Thursday, March 05, 2009
The Naked Yoo
The Justice Department has released previously withheld legal memos from the Office of Legal Counsel concerning presidential authority to combat terror. The release came after the documents were sought in a civil suit brought by Joseph Padilla, a US citizen detained for years as an enemy combatant before being convicted of crime in federal court. The nine memos, some written or co-written by the eminent Confucian legal scholar John Yoo, now on leave from Berkeley {4/8/08, Yoo the Merciless}, demonstrate the shocking extent the Regime was willing to eliminate civil liberties while fighting terror.
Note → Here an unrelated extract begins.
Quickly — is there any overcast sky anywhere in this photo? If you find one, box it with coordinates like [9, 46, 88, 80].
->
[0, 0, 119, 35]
Under the foregone conclusions passed by Yoo and his colleagues as legal analysis, the new and improved "Commander-in-Chief power" (nowhere enumerated in the Constitution) would trump the First, Fourth and Sixth Amendments in the Bill of Rights should the President deem it necessary to combat terror within the US. Yoo's view--tantamount to the imposition of martial law--was considered extreme even by the office director, but he waited almost to the end of the Regime's reign of excess before rescinding the memo supporting suspension of free speech and freedom of the press. With only five days left in power, the director of OLC rescinded three other memos claiming broad powers to unilaterally rescind treaties and engage in domestic surveillance without the approval of Congress. The Department's Office of Professional Responsibility is investigating whether political appointees knowingly signed off on unreasonable interpretation of laws to provide cover for the Regime's anti-terror programs.